Ward 6 Democrats picked Charles Allen to replace his former boss, D.C. Councilmember Tommy Wells, in Tuesday's primary election.
Opponent Darrel Thompson, who resigned his post in Senate Majority Leader Harry Reid's office to launch his campaign, officially conceded the race around 10:45 a.m. Wednesday morning, with D.C. Board of Elections results showing Allen leading by fewer than 2,000 votes.
Wells applauded his former chief of staff around midnight, when Allen opened up a double-digit point lead in the race.
"I congratulate my opponent for a hard-fought nomination and hope to work with him to make sure that all of our neighborhoods receive the progress they deserve," Thompson said in a Wednesday morning statement thanking his supporters.
Thompson's concession came after a long, slow vote count that frustrated many election watchers. At noon, Democratic mayoral nominee Muriel Bowser will speak at the National Press Club on her victory and the need for party unity in the campaign for the general election.
Opponent David Catania, who is running as an independent , called Bowser on Wednesday to congratulate her on defeating Mayor Vincent Gray.
"We just witnessed a primary focused on who should not be Mayor," Catania said in a statement. "Today, we begin a discussion on who should be Mayor. I look forward to a substantive discussion about the future our city between now and November 4."
While the mayor's race commanded most of the attention Tuesday night, some other important elections appeared on the April 1 D.C. primary ballot, including a hotly contested citywide race.
At-Large Councilmember Anita Bonds successfully fended off three Democratic challengers, collecting 52 percent of the vote. D.C. Shadow Rep. Nate Bennett-Fleming tried to take his congressional experience to t he John A. Wilson Building with a bid against the incumbent, and finished with 22 percent. John Settles and Pedro Rubio split the rest of the vote in the campaign to unseat Bonds.
In Ward 1, which encompasses some of the most densely populated parts of Northwest, Democrats backed Brianne Nadeau over incumbent D.C. Councilmember Jim Graham. She beat Graham by more than 1,700 votes, about 18 percent of the total cast. He was running for a fifth term representing Columbia Heights and U Street. Ethics questions made Graham especially vulnerable.
Nadeau was backed by Democracy for America . Jim Dean, chairman of the progressive group, said her "upset victory" marked "the start of a new generation of political leaders in D.C. committed to ending Wilson Building corruption, winning full representation and delivering on a bold, progressive agenda for DC’s working families."
Nadeau faces a bid from independent candidate Bryan Weaver in the November general election.

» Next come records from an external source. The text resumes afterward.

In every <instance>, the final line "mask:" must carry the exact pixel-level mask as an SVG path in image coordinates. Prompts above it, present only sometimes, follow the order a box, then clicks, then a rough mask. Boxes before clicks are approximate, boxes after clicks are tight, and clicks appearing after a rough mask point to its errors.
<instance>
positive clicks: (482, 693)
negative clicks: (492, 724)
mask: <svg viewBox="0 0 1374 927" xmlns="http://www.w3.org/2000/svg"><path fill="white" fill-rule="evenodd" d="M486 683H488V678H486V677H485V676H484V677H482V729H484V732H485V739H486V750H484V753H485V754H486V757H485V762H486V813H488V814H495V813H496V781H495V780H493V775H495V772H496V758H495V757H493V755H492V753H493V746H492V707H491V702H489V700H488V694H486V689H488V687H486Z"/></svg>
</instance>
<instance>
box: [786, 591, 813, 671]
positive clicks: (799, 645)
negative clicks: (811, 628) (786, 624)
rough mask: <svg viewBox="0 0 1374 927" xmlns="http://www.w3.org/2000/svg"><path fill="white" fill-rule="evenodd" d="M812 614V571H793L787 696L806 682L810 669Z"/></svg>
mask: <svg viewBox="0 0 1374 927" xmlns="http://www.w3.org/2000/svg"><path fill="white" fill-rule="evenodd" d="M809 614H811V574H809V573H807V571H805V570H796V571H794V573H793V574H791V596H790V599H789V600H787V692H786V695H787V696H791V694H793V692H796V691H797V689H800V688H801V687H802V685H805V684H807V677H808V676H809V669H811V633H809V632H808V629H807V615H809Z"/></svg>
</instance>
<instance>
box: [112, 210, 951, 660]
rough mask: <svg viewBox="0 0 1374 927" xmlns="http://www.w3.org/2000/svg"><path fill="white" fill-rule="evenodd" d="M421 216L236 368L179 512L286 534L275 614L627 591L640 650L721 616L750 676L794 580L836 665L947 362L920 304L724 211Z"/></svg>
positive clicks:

D.C. Council Chairman Phil Mendelson, Ward 3 Councilmember Mary Cheh and Ward 5 Councilmember Kenyan McDuffie all cruised to victory.
For Congress, Del. Eleanor Holmes Norton, D-D.C. ran unopposed. D.C. Shadow Sen. Paul Strauss bested his opponent, Pete Ross, by winning nearly 60 percent of the vote. Franklin Garcia replaces Bennett-Fleming as the District's shadow representative.
The April 1 primary leaves losing incumbents like Graham as lame ducks for eight months. Officials have suggested they'd like to push the early primary date further into the calendar year.
Previously held in September, the primary was moved up following the 2010 election to conform to federal law timelines for primary and general elections. Turnout was reported low in both early voting and throughout the city on Tuesday.